The author of that saying is the poet and Ch’an master Ch’ing Yuan, who lived in the eighth century CE. However, his saying transcends its time and place, and it has long since entered Western culture. A version of it may be heard in the song “There Is a Mountain” by the Scottish folksinger Donovan.

Evoking the landscape of ancient China, Ch’ing Yuan’s saying bears a foreign, romantic aura, but like many Zen proverbs it is also an eminently practical observation. It has less to do with objects seen than with a way of seeing. Ch’ing Yuan used mountains and rivers as examples because they were prominent presences in his daily life. But his saying becomes more accessible if we substitute presences that have become prominent—and troubling—in our own lives of late. I am thinking of American banks and, more broadly, of the global financial system.

To most of us, a bank is a bank. It is always there—an abiding presence that might well be a mountain, so central and established is its place in the community. We keep our money there—or rather, it keeps our money and our important papers, and we rely on it to do so. Although its rates, fees, and policies vary from year to year, its presence is as constant as it is secure. You can take it to the bank, we say, knowing exactly what we mean.
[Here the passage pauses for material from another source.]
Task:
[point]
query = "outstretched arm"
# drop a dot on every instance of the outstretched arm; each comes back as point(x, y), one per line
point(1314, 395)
Yet, as Ch’ing Yuan discovered through thirty years of contemplation, mountains are not mountains, insofar as “mountains” denotes something that possesses a separate, intrinsic, and unchanging self. And, as many of us have recently discovered, banks are not as solid as they seem . Their names may remain the same, but their assets are constantly in flux. And however independent they may appear, they are components of an interdependent system, which is no more stable than our rapidly changing climate.

To recognize as much may be deeply distressing, but in the end it is liberating. No longer imprisoned by an illusion of solidity, we see, as Ch’ing Yuan did, the impermanence at the core of our existence. Having nothing solid to cling to, be it a mutual fund or a Treasury bond, we are released from clinging. And if we can extend this realization to all conditioned things, including our bodies, thoughts, and states of mind, we may experience what the Dalai Lama has called “the only true peace, the only true liberation.”

Yet, as Ch’ing Yuan acknowledged in the third part of his saying, we live in the ordinary relative world, where mountains are mountains and banks are banks. Attachment to the illusion of permanence, financial or otherwise, can cause great suffering, but so can a lofty attachment to the insight of impermanence. That is why Zen teachings urge us to cultivate mindfulness in our everyday lives as well as in the zendo. By so doing, we maintain awareness of what Peter Matthiessen has called “the eternally rising and perishing reality of the world,” even as we make our mortgage payments or reallocate our assets. And over time we come to rely on that immovable awareness, which isn’t depressed when we’re depressed or poor when we are poor. On the contrary, it is a refuge from temporal conditions, more dependable than any bank and more durable than any mountain.